Re: [PATCH v3] eventpoll: Fix priority inversion problem

From: K Prateek Nayak
Date: Mon Jun 30 2025 - 11:16:25 EST


Hello Nam,

On 5/27/2025 2:38 PM, Nam Cao wrote:
The ready event list of an epoll object is protected by read-write
semaphore:

- The consumer (waiter) acquires the write lock and takes items.
- the producer (waker) takes the read lock and adds items.

The point of this design is enabling epoll to scale well with large number
of producers, as multiple producers can hold the read lock at the same
time.

Unfortunately, this implementation may cause scheduling priority inversion
problem. Suppose the consumer has higher scheduling priority than the
producer. The consumer needs to acquire the write lock, but may be blocked
by the producer holding the read lock. Since read-write semaphore does not
support priority-boosting for the readers (even with CONFIG_PREEMPT_RT=y),
we have a case of priority inversion: a higher priority consumer is blocked
by a lower priority producer. This problem was reported in [1].

Furthermore, this could also cause stall problem, as described in [2].

To fix this problem, make the event list half-lockless:

- The consumer acquires a mutex (ep->mtx) and takes items.
- The producer locklessly adds items to the list.

Performance is not the main goal of this patch, but as the producer now can
add items without waiting for consumer to release the lock, performance
improvement is observed using the stress test from
https://github.com/rouming/test-tools/blob/master/stress-epoll.c. This is
the same test that justified using read-write semaphore in the past.

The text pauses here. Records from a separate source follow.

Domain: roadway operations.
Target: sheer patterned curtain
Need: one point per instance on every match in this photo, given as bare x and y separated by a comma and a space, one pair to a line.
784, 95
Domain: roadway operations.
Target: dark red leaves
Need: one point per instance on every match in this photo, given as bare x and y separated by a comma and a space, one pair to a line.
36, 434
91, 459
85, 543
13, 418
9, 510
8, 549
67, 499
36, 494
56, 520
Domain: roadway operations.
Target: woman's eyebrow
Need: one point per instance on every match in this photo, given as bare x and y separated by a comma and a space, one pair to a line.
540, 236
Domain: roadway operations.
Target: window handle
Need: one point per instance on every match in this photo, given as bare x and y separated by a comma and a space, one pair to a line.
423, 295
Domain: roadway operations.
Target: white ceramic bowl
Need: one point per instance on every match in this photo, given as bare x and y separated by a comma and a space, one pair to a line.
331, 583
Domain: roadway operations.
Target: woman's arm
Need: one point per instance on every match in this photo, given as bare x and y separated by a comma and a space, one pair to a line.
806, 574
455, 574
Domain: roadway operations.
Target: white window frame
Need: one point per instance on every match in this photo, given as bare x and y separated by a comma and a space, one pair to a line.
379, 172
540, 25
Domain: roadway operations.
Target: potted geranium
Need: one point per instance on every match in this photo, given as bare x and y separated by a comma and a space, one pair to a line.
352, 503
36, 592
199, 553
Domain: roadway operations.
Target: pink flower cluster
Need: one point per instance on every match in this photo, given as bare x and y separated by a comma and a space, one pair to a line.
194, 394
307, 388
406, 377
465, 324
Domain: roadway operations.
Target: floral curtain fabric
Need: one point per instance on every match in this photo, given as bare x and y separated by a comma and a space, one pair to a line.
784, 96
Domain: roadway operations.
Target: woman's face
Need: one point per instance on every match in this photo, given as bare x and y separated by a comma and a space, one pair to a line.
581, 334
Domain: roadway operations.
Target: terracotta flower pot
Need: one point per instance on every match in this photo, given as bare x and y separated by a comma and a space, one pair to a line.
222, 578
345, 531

Testing using 12 x86_64 CPUs:

Before After Diff
threads events/ms events/ms
8 6932 19753 +185%
16 7820 27923 +257%
32 7648 35164 +360%
64 9677 37780 +290%
128 11166 38174 +242%

Testing using 1 riscv64 CPU (averaged over 10 runs, as the numbers are
noisy):

Before After Diff
threads events/ms events/ms
1 73 129 +77%
2 151 216 +43%
4 216 364 +69%
8 234 382 +63%
16 251 392 +56%


I gave this patch a spin on top of tip:sched/core (PREEMPT_RT) with
Jan's reproducer from
https://lore.kernel.org/all/7483d3ae-5846-4067-b9f7-390a614ba408@xxxxxxxxxxx/.

On tip:sched/core, I see a hang few seconds into the run and rcu-stall
a minute after when I pin the epoll-stall and epoll-stall-writer on the
same CPU as the Bandwidth timer on a 2vCPU VM. (I'm using a printk to
log the CPU where the timer was started in pinned mode)

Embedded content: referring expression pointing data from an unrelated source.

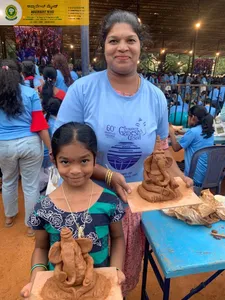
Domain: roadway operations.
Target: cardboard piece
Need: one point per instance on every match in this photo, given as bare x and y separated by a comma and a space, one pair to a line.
138, 204
111, 273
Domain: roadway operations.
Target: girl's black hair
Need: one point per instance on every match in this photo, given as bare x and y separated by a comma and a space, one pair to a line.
204, 119
51, 107
10, 93
74, 131
120, 16
50, 75
60, 63
28, 69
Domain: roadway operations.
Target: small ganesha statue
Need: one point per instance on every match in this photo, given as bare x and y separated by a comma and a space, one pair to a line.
74, 275
158, 185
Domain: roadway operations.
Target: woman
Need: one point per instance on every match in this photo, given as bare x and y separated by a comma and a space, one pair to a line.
127, 113
199, 136
22, 127
28, 71
64, 79
49, 89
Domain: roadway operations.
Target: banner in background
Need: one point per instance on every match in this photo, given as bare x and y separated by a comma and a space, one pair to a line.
44, 12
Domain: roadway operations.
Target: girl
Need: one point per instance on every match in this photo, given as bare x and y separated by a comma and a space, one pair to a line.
49, 89
22, 129
199, 136
51, 108
80, 204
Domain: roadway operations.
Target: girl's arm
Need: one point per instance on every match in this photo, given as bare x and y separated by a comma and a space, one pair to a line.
39, 256
117, 251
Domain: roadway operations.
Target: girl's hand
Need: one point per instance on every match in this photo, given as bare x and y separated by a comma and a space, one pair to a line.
120, 186
121, 277
189, 182
26, 290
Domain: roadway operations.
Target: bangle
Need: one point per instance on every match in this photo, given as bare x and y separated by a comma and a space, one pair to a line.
38, 266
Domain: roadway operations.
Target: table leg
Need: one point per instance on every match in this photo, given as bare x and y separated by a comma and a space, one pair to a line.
145, 271
166, 289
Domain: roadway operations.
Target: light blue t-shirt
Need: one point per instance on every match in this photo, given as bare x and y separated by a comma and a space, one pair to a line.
60, 82
74, 75
19, 127
191, 142
126, 127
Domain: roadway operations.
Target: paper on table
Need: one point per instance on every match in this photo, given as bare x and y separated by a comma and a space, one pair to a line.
111, 273
138, 204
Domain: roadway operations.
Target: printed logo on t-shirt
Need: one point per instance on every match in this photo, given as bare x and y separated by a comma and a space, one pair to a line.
124, 155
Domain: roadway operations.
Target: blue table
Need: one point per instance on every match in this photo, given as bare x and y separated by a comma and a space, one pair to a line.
180, 250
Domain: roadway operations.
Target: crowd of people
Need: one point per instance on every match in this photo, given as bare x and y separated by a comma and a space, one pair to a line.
97, 131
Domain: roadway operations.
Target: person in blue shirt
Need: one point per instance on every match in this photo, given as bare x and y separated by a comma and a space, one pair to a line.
126, 112
200, 135
64, 79
28, 71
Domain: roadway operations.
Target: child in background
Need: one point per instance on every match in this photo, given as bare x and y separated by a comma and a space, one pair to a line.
86, 208
28, 71
199, 136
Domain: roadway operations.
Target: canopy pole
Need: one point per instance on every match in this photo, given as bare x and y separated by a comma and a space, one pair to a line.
85, 57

With this series, I haven't seen any stalls yet over multiple short
runs (~10min) and even a longer run (~3Hrs).

Feel free to include:

Tested-by: K Prateek Nayak <kprateek.nayak@xxxxxxx>

Reported-by: Frederic Weisbecker <frederic@xxxxxxxxxx>
Closes: https://lore.kernel.org/linux-rt-users/20210825132754.GA895675@lothringen/ [1]
Reported-by: Valentin Schneider <vschneid@xxxxxxxxxx>
Closes: https://lore.kernel.org/linux-rt-users/xhsmhttqvnall.mognet@xxxxxxxxxxxxxxxxxxx/ [2]
Signed-off-by: Nam Cao <namcao@xxxxxxxxxxxxx>
---
v3:
- get rid of the "link_used" and "ready" flags. They are hard to
understand and unnecessary
- get rid of the obsolete lockdep_assert_irqs_enabled()
- Add lockdep_assert_held(&ep->mtx)
- rewrite some comments
v2:
- rename link_locked -> link_used
- replace xchg() with smp_store_release() when applicable
- make sure llist_node is in clean state when not on a list
- remove now-unused list_add_tail_lockless()

--
Thanks and Regards,
Prateek